La généralisation du télétravail et le durcissement du contexte économique ont profondément modifié le marché des bureaux en France. Entre hausse de la vacance, désajustement de l'offre et mutation des usages, l'immobilier tertiaire entre dans une phase de transformation durable.
Un marché fragilisé par des déséquilibres persistants
Depuis la crise sanitaire, le marché de l'immobilier de bureaux évolue dans un environnement instable, marqué par un décalage croissant entre l'offre disponible et la demande réelle des entreprises. Les ajustements engagés restent progressifs, tandis que les indicateurs témoignent de tensions structurelles durables.
La concentration géographique du parc tertiaire accentue ces fragilités, en particulier en Île-de-France, où se concentre l'essentiel de l'activité économique et des surfaces disponibles.
Une vacance élevée et une offre abondante en Île-de-France
Le marché francilien affiche des signaux préoccupants. Selon Cushman & Wakefield, le taux de vacance des bureaux est passé de 5,5 % en 2019 à 10,5 % au troisième trimestre 2025. L'offre immédiatement disponible dépasse désormais 6 millions de mètres carrés.
À l'échelle nationale, sur environ 173 millions de mètres carrés de bureaux recensés, dont 89 millions relevant du parc marchand, plus de 9 millions de mètres carrés seraient aujourd'hui inoccupés, d'après le Consortium des Bureaux en France. Parmi ces surfaces vacantes, près de 2 millions de mètres carrés correspondent à des friches tertiaires, restées sans usage depuis plus de deux ans, dont 1,2 million en Île-de-France.
Cette situation est aggravée par la poursuite des programmes de construction. Environ 2 millions de mètres carrés de bureaux sont actuellement en chantier en Île-de-France, avec des livraisons prévues jusqu'à fin 2027, alimentant un déséquilibre durable entre une offre abondante et une demande affaiblie.
Un environnement financier moins favorable aux valorisations
La remontée des taux d'intérêt depuis l'automne 2022 a pesé lourdement sur les capacités d'investissement et la valorisation des actifs tertiaires. La compression de la prime de risque immobilière, mesurée par l'écart entre le rendement immobilier et l'OAT TEC 10 ans, a réduit l'attractivité relative du bureau.

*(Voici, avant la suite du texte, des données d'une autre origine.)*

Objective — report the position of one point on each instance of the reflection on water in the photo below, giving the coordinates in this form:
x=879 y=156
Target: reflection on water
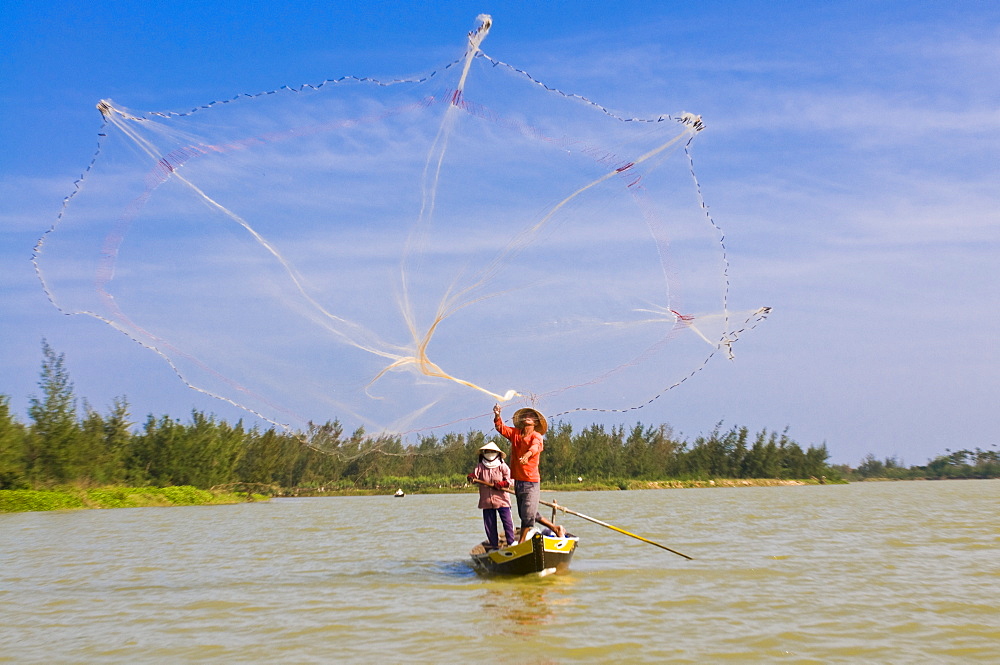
x=871 y=572
x=524 y=607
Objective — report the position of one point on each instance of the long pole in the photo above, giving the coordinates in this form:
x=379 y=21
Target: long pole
x=590 y=519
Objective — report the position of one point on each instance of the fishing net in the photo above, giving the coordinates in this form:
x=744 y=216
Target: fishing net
x=399 y=255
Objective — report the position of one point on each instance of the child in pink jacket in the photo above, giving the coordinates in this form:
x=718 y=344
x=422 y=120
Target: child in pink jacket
x=492 y=500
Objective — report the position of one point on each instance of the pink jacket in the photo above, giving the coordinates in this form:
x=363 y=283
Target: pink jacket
x=489 y=497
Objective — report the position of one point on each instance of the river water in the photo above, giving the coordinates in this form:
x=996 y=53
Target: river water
x=905 y=572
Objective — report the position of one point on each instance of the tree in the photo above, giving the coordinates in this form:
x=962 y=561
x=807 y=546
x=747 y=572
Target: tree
x=12 y=449
x=51 y=455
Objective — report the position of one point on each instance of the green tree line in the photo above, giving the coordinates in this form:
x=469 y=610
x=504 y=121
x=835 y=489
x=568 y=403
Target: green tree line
x=64 y=444
x=960 y=464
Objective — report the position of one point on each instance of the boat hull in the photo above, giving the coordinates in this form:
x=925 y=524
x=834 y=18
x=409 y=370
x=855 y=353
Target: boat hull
x=541 y=555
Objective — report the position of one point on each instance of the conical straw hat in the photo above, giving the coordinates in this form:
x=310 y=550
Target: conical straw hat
x=541 y=425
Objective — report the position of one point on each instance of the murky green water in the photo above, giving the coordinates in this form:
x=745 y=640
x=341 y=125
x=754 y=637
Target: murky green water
x=867 y=573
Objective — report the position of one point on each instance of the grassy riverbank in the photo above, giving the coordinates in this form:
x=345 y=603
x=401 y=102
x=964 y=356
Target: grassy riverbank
x=75 y=498
x=450 y=485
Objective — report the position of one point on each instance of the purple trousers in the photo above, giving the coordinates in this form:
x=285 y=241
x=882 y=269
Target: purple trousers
x=490 y=522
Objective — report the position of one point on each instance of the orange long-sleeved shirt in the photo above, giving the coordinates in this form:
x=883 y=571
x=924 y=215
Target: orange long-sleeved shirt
x=521 y=444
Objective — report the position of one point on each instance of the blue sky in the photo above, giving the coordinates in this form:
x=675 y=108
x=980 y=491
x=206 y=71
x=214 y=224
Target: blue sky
x=851 y=157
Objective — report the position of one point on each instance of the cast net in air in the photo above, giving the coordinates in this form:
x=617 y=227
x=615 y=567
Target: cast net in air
x=399 y=255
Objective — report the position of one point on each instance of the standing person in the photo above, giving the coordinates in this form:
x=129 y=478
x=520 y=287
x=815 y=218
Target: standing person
x=492 y=500
x=526 y=451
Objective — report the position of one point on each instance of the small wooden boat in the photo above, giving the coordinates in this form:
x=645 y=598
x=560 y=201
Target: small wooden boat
x=540 y=555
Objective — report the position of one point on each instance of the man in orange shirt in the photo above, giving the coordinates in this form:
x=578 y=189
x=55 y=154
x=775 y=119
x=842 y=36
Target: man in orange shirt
x=526 y=451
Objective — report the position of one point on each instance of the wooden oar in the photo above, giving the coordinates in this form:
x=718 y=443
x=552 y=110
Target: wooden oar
x=589 y=519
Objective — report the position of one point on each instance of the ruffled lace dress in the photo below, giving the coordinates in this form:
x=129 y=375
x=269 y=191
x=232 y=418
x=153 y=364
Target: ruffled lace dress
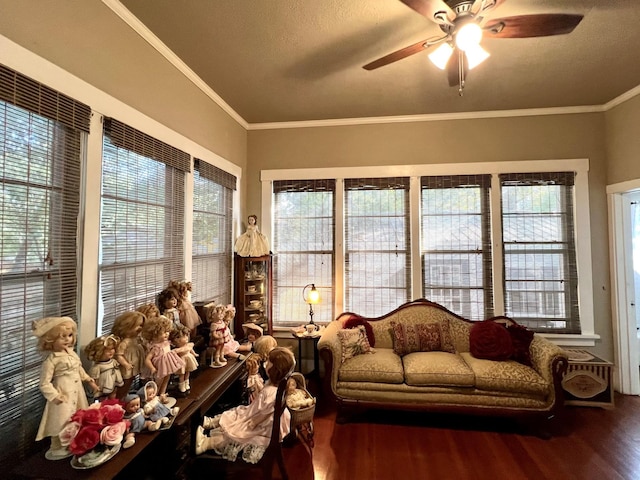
x=239 y=439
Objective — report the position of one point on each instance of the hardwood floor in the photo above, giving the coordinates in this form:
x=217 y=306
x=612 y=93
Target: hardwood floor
x=587 y=443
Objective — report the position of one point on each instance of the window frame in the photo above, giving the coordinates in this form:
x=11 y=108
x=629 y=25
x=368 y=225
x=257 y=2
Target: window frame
x=587 y=336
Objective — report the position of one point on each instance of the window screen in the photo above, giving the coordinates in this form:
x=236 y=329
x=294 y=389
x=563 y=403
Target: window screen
x=540 y=274
x=304 y=235
x=456 y=244
x=41 y=134
x=377 y=253
x=212 y=230
x=141 y=219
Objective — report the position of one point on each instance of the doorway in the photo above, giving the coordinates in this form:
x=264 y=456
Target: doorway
x=624 y=218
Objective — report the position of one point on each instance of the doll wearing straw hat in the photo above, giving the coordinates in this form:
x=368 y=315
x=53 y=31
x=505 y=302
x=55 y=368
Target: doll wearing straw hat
x=61 y=379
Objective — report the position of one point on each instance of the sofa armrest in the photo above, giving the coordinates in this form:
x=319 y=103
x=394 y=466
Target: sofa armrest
x=330 y=349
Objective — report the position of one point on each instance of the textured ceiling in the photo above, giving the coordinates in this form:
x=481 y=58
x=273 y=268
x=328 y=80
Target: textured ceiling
x=297 y=60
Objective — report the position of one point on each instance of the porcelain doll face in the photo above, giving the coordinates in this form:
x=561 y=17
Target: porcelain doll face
x=133 y=406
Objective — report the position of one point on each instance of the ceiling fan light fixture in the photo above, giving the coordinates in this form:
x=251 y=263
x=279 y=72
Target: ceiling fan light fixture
x=440 y=56
x=475 y=56
x=468 y=36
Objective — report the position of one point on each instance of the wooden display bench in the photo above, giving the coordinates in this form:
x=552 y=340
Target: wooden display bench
x=162 y=454
x=588 y=381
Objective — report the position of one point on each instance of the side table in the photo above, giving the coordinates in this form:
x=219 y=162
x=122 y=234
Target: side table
x=313 y=339
x=588 y=381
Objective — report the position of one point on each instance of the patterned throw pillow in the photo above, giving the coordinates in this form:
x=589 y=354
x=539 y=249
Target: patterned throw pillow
x=421 y=337
x=354 y=342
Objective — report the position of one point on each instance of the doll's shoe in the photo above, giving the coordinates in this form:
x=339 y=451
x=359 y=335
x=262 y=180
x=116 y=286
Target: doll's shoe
x=200 y=441
x=155 y=426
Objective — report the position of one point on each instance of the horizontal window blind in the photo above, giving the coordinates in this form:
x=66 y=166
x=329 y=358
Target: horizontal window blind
x=378 y=246
x=304 y=233
x=141 y=219
x=540 y=272
x=212 y=233
x=41 y=134
x=456 y=244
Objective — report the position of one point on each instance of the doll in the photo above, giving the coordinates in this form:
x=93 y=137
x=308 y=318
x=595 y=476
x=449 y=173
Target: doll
x=252 y=332
x=160 y=361
x=231 y=345
x=246 y=429
x=61 y=380
x=137 y=419
x=105 y=369
x=187 y=312
x=179 y=338
x=252 y=243
x=168 y=305
x=130 y=352
x=215 y=316
x=255 y=382
x=153 y=407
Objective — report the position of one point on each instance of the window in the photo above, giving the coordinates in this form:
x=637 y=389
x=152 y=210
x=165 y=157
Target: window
x=41 y=138
x=212 y=231
x=456 y=244
x=304 y=241
x=141 y=219
x=377 y=258
x=540 y=273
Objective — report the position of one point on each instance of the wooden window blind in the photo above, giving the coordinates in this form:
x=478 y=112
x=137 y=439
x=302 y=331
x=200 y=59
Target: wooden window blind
x=212 y=232
x=141 y=219
x=456 y=244
x=41 y=135
x=378 y=246
x=540 y=272
x=304 y=233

D'après CBRE, cette prime est passée d'environ 300 points de base début 2020 à près de 60 points de base fin 2025 pour les immeubles « prime » situés dans le Quartier Central des Affaires parisien. Ce contexte exerce une pression baissière sur les prix et renforce la prudence des investisseurs.

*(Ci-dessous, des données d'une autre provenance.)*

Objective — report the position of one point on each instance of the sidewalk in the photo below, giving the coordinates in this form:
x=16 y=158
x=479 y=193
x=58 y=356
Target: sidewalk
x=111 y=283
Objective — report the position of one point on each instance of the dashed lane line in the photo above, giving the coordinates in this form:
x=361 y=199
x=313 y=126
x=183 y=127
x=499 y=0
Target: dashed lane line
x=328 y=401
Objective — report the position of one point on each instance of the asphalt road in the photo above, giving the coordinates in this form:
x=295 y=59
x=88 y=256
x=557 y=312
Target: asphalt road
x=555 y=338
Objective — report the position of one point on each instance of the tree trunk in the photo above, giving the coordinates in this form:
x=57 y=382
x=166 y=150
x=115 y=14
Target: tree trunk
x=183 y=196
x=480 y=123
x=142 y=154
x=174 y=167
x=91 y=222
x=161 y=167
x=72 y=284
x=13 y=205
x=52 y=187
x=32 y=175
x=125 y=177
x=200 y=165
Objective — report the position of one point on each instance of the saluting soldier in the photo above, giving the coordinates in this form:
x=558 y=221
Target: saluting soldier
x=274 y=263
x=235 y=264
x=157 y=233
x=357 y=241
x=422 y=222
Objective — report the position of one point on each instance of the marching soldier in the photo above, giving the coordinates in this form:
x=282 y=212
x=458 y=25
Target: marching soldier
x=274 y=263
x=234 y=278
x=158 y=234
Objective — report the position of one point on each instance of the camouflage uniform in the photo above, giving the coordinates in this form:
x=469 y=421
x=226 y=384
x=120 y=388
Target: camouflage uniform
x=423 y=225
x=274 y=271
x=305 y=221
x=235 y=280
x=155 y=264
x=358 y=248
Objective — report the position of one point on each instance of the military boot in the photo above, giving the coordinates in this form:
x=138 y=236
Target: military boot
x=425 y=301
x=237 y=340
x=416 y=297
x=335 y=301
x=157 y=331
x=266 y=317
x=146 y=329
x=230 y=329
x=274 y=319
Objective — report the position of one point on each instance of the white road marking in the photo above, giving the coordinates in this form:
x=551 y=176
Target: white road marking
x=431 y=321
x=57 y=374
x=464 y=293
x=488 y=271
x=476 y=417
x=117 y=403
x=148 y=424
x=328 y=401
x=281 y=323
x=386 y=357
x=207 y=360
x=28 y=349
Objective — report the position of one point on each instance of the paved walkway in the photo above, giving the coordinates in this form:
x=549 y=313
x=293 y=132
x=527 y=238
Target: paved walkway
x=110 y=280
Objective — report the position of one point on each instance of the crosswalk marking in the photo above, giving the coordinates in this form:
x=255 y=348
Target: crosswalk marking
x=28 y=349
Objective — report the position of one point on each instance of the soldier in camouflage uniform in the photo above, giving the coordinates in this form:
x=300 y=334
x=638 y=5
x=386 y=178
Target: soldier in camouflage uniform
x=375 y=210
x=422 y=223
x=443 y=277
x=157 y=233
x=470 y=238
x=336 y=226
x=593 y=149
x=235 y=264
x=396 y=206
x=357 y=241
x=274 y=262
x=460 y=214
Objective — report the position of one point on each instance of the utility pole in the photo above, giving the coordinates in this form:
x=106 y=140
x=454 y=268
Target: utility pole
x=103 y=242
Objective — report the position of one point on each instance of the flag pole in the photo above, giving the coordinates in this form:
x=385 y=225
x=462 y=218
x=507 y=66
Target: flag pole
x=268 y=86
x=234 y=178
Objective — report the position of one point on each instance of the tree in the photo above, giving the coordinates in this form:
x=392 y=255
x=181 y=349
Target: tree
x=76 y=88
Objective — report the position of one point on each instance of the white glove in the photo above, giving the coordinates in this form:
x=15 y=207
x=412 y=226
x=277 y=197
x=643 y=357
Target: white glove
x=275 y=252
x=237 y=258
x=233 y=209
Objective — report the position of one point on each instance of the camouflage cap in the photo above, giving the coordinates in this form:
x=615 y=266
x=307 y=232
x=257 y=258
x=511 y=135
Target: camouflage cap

Cette phase rappelle la crise du début des années 1990, lorsque la vacance avait franchi le seuil des 10 % à Paris, conséquence d'un excès de construction combiné à une récession économique. Le marché n'avait alors retrouvé un équilibre qu'après plusieurs années d'ajustement.
Le télétravail redéfinit durablement la demande
L'essor du télétravail constitue l'un des moteurs majeurs de la transformation du marché. Selon l'INSEE, 22 % des salariés du secteur privé télétravaillaient en 2024, contre seulement 4 % en 2019. Une enquête Ifop indique par ailleurs que près de 70 % des salariés souhaitent conserver une organisation hybride.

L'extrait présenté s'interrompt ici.